New aerodynamic concept

I recall seeing variants on this theme in Popular Mechanics back in the 60's. Looks like someone finally built one. Shrug. It's also fundamentally the same technology as the old Hughes NOTAR system which has been flying since 1981.

IIRC it has two drawbacks: First, all those fans are not very efficient. Second, as the lift mechanism has no ability to either glide or autorotate an engine failure would have rather permenant consequences.

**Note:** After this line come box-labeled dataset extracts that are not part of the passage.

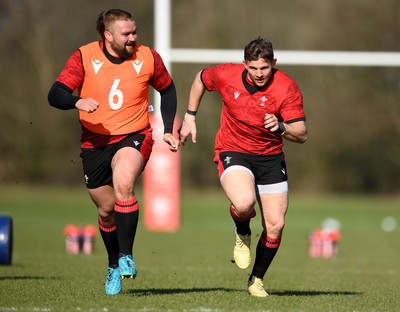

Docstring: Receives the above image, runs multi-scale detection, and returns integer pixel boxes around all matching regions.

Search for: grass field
[0,186,400,312]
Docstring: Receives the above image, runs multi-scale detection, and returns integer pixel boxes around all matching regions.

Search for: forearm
[161,82,177,133]
[187,72,206,112]
[282,121,307,143]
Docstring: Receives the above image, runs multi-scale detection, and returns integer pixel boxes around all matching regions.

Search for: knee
[266,220,285,238]
[232,198,256,218]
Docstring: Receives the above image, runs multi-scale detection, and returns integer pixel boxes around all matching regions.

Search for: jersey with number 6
[57,41,172,135]
[79,42,154,135]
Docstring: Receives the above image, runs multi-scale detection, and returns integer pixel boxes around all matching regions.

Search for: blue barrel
[0,216,13,265]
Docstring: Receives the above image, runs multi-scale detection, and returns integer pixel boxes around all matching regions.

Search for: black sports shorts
[80,131,154,189]
[217,152,288,185]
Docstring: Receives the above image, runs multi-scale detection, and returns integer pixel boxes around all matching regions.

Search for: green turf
[0,186,400,312]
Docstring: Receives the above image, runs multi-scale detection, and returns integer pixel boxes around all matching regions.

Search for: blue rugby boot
[106,267,122,295]
[118,255,137,279]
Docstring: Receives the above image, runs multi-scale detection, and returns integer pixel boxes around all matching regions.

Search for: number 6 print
[108,79,124,110]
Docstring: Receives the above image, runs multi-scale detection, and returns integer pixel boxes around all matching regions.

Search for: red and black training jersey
[201,64,305,155]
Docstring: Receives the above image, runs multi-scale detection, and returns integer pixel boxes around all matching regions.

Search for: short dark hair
[244,37,274,62]
[96,9,134,40]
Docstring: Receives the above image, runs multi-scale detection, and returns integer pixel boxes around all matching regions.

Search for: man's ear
[104,30,112,42]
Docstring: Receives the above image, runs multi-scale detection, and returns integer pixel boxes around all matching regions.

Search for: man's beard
[111,42,136,59]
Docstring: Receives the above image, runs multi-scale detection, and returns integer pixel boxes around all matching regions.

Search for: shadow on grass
[125,288,243,296]
[125,288,362,297]
[0,276,60,281]
[269,290,362,297]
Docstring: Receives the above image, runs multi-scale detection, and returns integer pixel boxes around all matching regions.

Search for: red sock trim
[260,231,281,249]
[97,216,117,233]
[229,205,256,222]
[114,196,139,213]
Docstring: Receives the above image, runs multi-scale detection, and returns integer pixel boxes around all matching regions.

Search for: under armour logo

A manned version would need zero-altitude ejection seats.
 
...Second, as the lift mechanism has no ability to either glide or autorotate an engine failure would have rather permenant consequences.
That's what I thought too, but they claim to have the ability to detach the engines from the fans, and then glide, albeit with a terrible glide ratio:
http://www.fanwing.com/faq.htm#6
-harry
 
Seen that before. Me thinks that a bird strike that jammed the rotational mechanism would be very very bad.
 
I know that UAV is quite the buzz word these days but when does a R/C aircraft become a UAV?
 
I know that UAV is quite the buzz word these days but when does a R/C aircraft become a UAV?

probably when a government is paying the bill.

cripes theres some scale R/C stuff out there that is practically big enough to carry a person!
 
I know that UAV is quite the buzz word these days but when does a R/C aircraft become a UAV?
Basically when it gets an autopilot so that an operator doesn't have to concentrate on keeping wings level, holding heading, etc. Ideally, a UAV shouldn't need any operator attention from takeoff through landing.